Brooklyn Rider groepsfoto
Brooklyn Rider
/ Flagey, Studio 1

[sold out] Brooklyn Rider

the 4 elements  

combining elements

a conversation with Brooklyn Rider’s violist Nicholas Cords

 

Every program Brooklyn Rider presents seems to convey a bigger narrative or dramaturgy. Why is that important to you as a string quartet and how did the idea originate behind The Four Elements?

 

Nicholas Cords : “For us, the idea of assembling a collection of established masterpieces just somehow isn’t satisfying. We’re always looking to merge old and new in what we do, and to deliver a narrative or frame to an audience. The process through which we decide on a program is very much a conversation between every member of the quartet. The idea behind the four elements emerged both as a reference to planet Earth, and as a metaphor for the conversation which is the string quartet. Four unique elements, each with its own elemental force, together become capable of producing a wide variety of things in both the physical and the musical universe.”

 

How did you end up selecting four chamber music works from the past 100 years that symbolise earth, fire, water and air?

 

Cords : “Some pre-existing works symbolically embody these elements to us.

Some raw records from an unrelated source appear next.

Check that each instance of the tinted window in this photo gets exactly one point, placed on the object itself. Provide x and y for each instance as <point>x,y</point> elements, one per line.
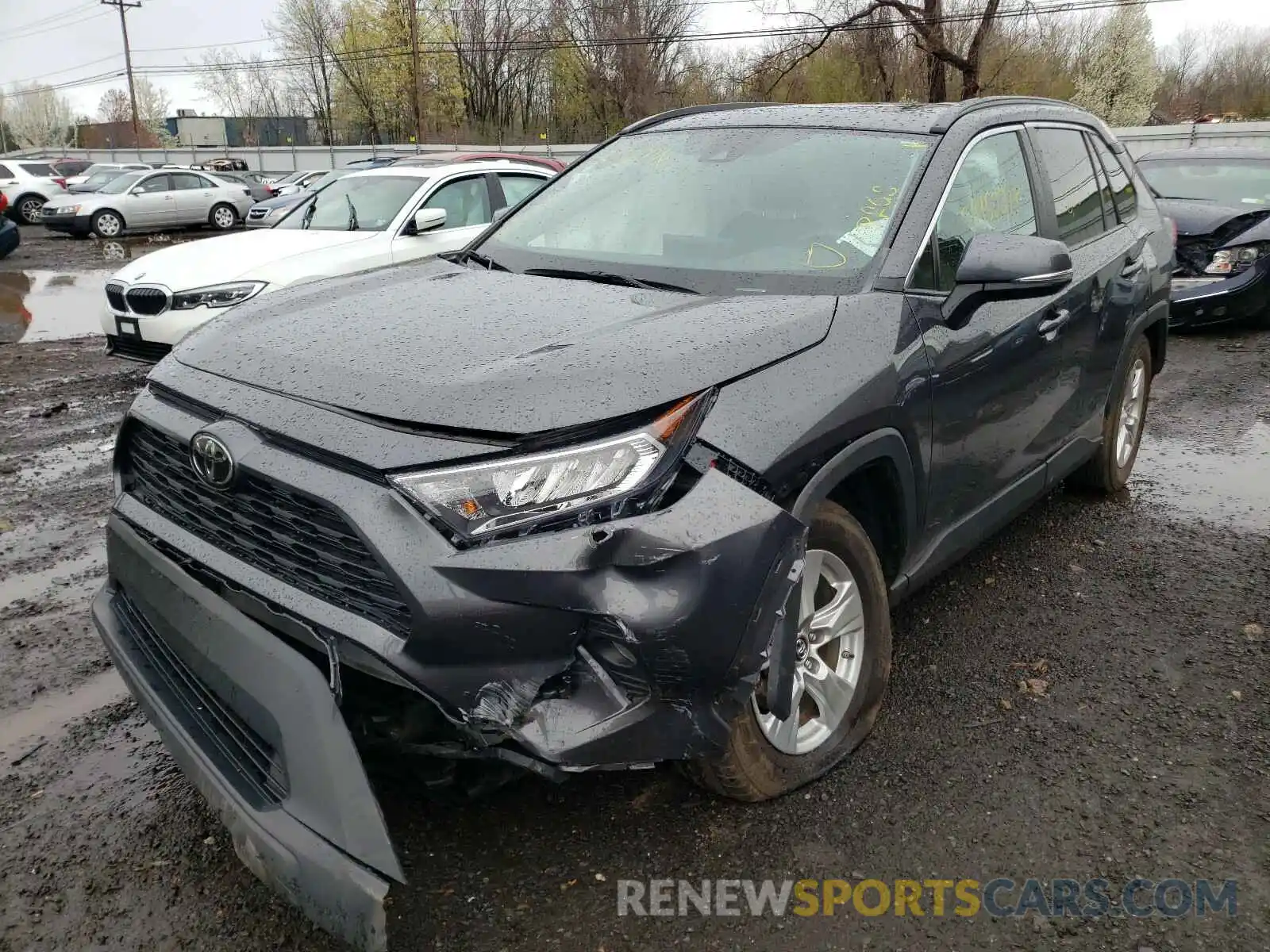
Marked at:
<point>188,181</point>
<point>1124,196</point>
<point>156,183</point>
<point>1072,182</point>
<point>518,188</point>
<point>991,194</point>
<point>467,202</point>
<point>1226,181</point>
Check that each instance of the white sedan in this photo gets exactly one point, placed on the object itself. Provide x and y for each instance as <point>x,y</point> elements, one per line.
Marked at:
<point>364,220</point>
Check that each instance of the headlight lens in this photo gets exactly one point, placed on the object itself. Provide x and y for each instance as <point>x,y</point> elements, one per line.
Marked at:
<point>1231,260</point>
<point>217,295</point>
<point>487,499</point>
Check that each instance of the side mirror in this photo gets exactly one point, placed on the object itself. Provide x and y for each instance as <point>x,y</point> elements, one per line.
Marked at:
<point>1003,267</point>
<point>429,219</point>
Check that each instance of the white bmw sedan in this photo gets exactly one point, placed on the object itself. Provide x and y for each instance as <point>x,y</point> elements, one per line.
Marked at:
<point>364,220</point>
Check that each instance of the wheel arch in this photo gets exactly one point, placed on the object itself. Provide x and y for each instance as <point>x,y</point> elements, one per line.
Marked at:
<point>870,478</point>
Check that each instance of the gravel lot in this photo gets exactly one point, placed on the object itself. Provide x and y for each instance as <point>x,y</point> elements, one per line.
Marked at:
<point>1149,752</point>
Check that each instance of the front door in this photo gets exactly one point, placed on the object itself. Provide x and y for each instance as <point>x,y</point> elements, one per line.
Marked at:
<point>1000,384</point>
<point>152,203</point>
<point>468,211</point>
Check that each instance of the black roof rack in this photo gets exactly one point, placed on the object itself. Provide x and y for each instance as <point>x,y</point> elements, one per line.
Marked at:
<point>690,111</point>
<point>969,106</point>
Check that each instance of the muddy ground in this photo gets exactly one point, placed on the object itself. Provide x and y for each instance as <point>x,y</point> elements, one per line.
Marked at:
<point>1147,753</point>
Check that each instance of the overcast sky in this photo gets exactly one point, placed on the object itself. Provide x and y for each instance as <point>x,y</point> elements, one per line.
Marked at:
<point>67,41</point>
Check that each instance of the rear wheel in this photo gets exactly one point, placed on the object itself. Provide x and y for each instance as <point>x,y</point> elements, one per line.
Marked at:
<point>842,666</point>
<point>1109,469</point>
<point>107,224</point>
<point>29,209</point>
<point>224,217</point>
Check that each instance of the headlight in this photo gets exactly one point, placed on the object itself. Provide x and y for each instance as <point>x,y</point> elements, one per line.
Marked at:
<point>216,295</point>
<point>1231,260</point>
<point>594,482</point>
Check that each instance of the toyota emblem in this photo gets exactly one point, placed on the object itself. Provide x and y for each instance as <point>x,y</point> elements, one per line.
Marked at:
<point>213,461</point>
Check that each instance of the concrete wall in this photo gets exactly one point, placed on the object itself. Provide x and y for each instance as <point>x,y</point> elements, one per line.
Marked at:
<point>1140,141</point>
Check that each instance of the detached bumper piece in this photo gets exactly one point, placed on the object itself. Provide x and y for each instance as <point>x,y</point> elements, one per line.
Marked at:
<point>135,348</point>
<point>253,725</point>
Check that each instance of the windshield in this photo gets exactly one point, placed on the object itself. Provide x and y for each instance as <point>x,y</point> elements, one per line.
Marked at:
<point>101,178</point>
<point>1226,181</point>
<point>719,211</point>
<point>122,183</point>
<point>353,203</point>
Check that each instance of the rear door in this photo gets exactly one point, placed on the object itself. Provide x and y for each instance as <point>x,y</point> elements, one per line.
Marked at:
<point>194,197</point>
<point>1001,381</point>
<point>152,203</point>
<point>469,209</point>
<point>1098,302</point>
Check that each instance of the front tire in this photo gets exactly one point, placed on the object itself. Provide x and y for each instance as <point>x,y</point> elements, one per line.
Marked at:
<point>29,209</point>
<point>1109,469</point>
<point>222,217</point>
<point>844,664</point>
<point>107,224</point>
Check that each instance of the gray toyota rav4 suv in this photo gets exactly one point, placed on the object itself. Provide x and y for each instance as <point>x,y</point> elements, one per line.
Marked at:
<point>634,478</point>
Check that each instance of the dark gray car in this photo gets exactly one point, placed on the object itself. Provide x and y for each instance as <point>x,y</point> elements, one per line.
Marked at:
<point>634,478</point>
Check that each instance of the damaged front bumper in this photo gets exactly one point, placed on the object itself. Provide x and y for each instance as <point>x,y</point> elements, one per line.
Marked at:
<point>614,645</point>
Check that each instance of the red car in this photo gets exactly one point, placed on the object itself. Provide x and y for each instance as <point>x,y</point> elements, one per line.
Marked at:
<point>448,158</point>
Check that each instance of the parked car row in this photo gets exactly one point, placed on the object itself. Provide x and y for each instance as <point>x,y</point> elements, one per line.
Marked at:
<point>633,475</point>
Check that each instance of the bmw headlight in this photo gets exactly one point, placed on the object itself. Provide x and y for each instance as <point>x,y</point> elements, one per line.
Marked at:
<point>592,482</point>
<point>1232,260</point>
<point>216,295</point>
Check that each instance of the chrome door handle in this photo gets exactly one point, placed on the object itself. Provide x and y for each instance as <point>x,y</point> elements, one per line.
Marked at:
<point>1048,327</point>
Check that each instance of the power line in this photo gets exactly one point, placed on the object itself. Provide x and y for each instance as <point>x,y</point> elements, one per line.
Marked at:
<point>394,51</point>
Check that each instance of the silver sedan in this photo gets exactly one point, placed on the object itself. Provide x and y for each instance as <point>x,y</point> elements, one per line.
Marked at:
<point>150,201</point>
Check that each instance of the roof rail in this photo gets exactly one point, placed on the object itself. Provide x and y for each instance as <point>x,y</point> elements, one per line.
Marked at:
<point>969,106</point>
<point>689,111</point>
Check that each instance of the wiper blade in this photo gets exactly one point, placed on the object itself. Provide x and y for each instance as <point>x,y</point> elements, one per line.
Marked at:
<point>609,278</point>
<point>484,260</point>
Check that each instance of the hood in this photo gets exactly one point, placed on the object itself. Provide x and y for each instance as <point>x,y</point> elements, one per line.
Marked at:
<point>244,254</point>
<point>435,344</point>
<point>281,201</point>
<point>1195,217</point>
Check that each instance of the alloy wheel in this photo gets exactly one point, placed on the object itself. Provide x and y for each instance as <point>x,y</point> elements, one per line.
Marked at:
<point>1132,405</point>
<point>829,657</point>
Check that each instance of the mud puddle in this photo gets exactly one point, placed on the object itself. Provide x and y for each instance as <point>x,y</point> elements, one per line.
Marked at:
<point>1230,488</point>
<point>21,731</point>
<point>44,305</point>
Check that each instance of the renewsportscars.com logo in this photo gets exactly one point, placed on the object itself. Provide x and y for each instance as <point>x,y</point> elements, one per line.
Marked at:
<point>1003,896</point>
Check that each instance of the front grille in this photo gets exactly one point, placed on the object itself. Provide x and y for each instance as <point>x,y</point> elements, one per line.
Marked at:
<point>114,298</point>
<point>146,301</point>
<point>135,348</point>
<point>243,755</point>
<point>298,539</point>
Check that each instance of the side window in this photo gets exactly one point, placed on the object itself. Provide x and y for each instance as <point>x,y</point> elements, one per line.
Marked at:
<point>991,194</point>
<point>1124,196</point>
<point>156,183</point>
<point>1072,183</point>
<point>518,188</point>
<point>467,202</point>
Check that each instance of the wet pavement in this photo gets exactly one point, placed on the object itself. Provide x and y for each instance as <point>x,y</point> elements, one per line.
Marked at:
<point>1147,753</point>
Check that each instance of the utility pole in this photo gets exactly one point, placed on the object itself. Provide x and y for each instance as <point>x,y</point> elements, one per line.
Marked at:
<point>127,63</point>
<point>414,73</point>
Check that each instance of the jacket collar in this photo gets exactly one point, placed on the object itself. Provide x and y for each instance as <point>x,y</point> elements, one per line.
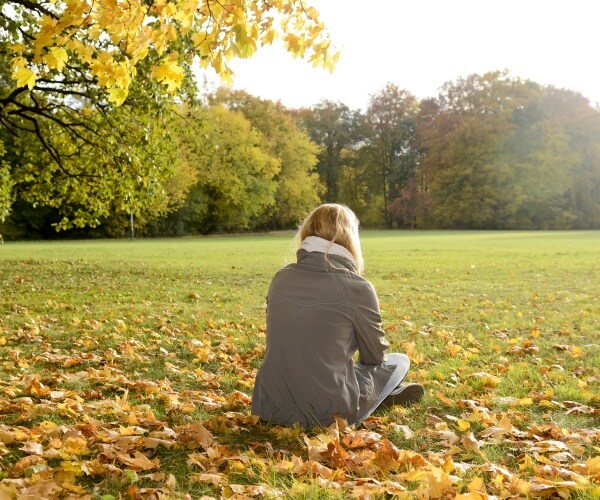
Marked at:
<point>321,260</point>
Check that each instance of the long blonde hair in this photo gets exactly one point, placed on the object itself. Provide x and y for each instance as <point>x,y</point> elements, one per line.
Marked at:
<point>336,223</point>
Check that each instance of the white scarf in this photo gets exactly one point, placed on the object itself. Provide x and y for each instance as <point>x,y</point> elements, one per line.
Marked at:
<point>317,244</point>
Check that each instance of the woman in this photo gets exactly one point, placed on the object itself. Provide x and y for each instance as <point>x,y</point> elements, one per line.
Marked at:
<point>320,312</point>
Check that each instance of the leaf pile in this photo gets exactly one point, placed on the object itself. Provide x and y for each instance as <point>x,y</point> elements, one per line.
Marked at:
<point>112,390</point>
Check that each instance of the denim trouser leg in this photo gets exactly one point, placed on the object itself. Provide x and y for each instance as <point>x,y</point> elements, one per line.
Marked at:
<point>399,363</point>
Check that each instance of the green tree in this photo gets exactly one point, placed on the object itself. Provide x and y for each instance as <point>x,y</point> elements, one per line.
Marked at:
<point>299,188</point>
<point>236,184</point>
<point>390,116</point>
<point>506,153</point>
<point>336,129</point>
<point>66,66</point>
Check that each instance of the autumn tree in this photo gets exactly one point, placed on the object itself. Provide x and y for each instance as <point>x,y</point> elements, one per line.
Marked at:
<point>236,177</point>
<point>508,153</point>
<point>390,116</point>
<point>67,65</point>
<point>335,128</point>
<point>299,187</point>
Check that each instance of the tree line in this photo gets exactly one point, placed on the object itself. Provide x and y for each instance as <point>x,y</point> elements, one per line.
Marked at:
<point>102,129</point>
<point>489,152</point>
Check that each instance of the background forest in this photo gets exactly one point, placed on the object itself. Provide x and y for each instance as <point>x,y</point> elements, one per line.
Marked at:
<point>489,152</point>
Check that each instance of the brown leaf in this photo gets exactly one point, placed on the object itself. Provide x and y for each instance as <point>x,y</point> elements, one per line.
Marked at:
<point>361,439</point>
<point>196,433</point>
<point>138,461</point>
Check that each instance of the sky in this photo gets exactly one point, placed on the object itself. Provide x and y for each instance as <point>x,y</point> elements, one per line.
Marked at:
<point>421,44</point>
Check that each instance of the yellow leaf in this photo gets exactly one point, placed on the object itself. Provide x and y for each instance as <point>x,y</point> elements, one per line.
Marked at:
<point>117,96</point>
<point>525,402</point>
<point>169,73</point>
<point>24,77</point>
<point>56,58</point>
<point>463,425</point>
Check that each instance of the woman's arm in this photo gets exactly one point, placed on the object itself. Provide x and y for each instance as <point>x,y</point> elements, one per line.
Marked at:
<point>367,326</point>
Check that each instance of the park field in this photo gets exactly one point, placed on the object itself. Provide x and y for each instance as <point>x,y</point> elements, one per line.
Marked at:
<point>127,366</point>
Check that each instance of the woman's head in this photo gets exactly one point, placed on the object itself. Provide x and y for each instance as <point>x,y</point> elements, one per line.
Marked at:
<point>336,223</point>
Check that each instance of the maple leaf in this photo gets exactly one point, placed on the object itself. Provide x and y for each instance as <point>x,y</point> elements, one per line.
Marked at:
<point>24,77</point>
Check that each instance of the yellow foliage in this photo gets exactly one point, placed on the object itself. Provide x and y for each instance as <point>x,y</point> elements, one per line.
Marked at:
<point>113,36</point>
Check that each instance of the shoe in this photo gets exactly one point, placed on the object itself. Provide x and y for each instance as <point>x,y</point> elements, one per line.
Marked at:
<point>405,394</point>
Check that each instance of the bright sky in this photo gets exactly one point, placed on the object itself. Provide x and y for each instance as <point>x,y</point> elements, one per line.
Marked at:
<point>421,44</point>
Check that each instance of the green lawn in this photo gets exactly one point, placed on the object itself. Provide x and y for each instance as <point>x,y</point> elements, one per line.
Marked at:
<point>127,365</point>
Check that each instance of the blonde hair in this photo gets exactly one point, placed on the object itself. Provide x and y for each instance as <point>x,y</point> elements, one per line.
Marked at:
<point>335,223</point>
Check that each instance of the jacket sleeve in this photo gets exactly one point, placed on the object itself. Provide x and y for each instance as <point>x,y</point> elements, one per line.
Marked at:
<point>367,326</point>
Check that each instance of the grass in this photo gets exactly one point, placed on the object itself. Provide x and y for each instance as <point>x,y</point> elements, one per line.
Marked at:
<point>509,320</point>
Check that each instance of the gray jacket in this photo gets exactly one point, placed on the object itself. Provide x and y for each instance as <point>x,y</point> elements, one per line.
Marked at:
<point>320,312</point>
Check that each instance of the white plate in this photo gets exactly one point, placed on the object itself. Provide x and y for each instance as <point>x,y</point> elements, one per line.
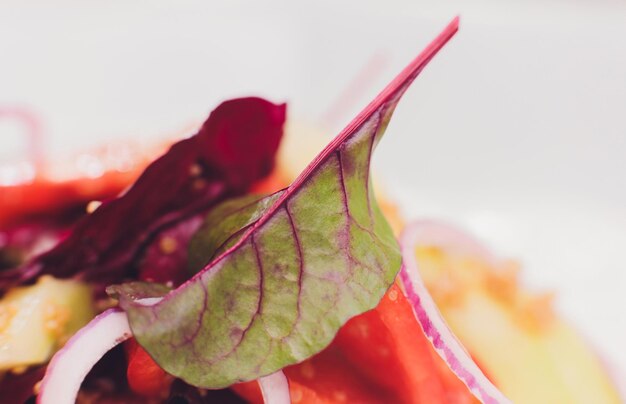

For example, Shostakovich’s Eighth String Quartet was written in the post-World War II era when he was visiting Dresden, which was almost entirely firebombed. The piece became a dedication to victims of fascism and war because of the incredible impression it made on Shostakovich. To us, it has a natural connection to fire. The same can be said of Dutilleux’s Ainsi la nuit: it just feels like it’s full of air. By that, I don’t just mean the space between notes; to us it’s essentially a piece about the mind, about musical memory. The way musical elements recur throughout the piece remind us of thought patterns, the weaving together of experience, all immaterial, happening in the mind. Osvaldo Golijov’s Tenebrae is a beautiful reflection of two contrasting experiences he had. After visiting Israel at a time of great strife and conflict, he returned to New York and passed by the planetarium at the American Museum of Natural History. There, he saw these incredible images from space of planet Earth and a feeling of peace came over him. In this piece he combined both contrasting experiences: zooming in and experiencing conflict, zooming out and witnessing something beautiful. Of course, what you mainly see from outer space when looking at planet Earth is water, which the music tells by the rippling of sound, of waves. To end with the element of earth: Ruth Crawford Seeger was a great composer of modernist music, but she also collected American folk songs along the way. She’s a bit like our American Bartók. Interestingly, the folk songs she collected are about animals, which to us represent earth. Colin Jacobson from our quartet reimagined these songs into a new musical composition.”

 

You also commissioned several new compositions inspired by the four elements. Should we interpret their answer as a call to action, considering the unnerving state of our planet?

 

Cords : “We assigned an element to each composer, but the approach was deliberately left open. The only thing we asked was to somehow place the idea of the four elements in the present, perhaps by drawing attention to a contemporary issue, or simply by admiring their beautiful and destructive force. In this project, we really do not want to tell the audience what to think or do. We want the music to create a shared experience from which people can have their own takeaway.” 

 

During Klarafestival, you will be performing two of the four commissioned works: Hollow Flame by Akshaya Tucker and Aere senza stelle by Andreia Pinto Correia. How was it working with them and how did they turn fire and air into music?

 

Cords : “Akshaya Tucker is such an interesting composer. Just one of the many reasons we chose her was we wanted to feature composers under the age of 30. When we’re thinking about the future of our planet, I think we really have to give young people a voice. Hollow Flame conjures the destruction caused by recent wildfires in the state of California and all the way up and down the West Coast. In this piece, she imagines how the trees inhale carbon dioxide and release it into the atmosphere, which evokes a sense of uneasy breathing. Andreia Pinto Correia has written a piece about the dust storms that originate in the Sahara and whose frequency and severity are affected by climate change. The piece reimagines the string quartet as a sonic cloud, with swirling effects, but also a feeling of static. You could light a match with the tension that is in the air, like the moments before a storm. We premiered the piece at the Vail Dance Festival in Colorado and now Andreia is in the process of making a sizable revision to the piece. Akshaya equally delivered several drafts of the score and we got to work closely on the piece with her.” 

 

Is that something you look for in a composer, an artistic dialogue?

 

Cords : “Yes, I guess we do. One of the things we love as a string quartet is to be very close to the source of creativity. We want to have a conversation; we want to feel that a composer becomes a member of our string quartet family. We’re not interested in dictating the composer what to write, but in exploring ideas together. Compared to an orchestra, a string quartet is very portable and flexible. Actually, one of the reasons why we chose the name Brooklyn Rider is because it doesn’t have “string quartet” in the title. To us, the descriptor string quartet communicates a somewhat fixed idea, whereas we wanted a name that communicates openness and generates conversation.”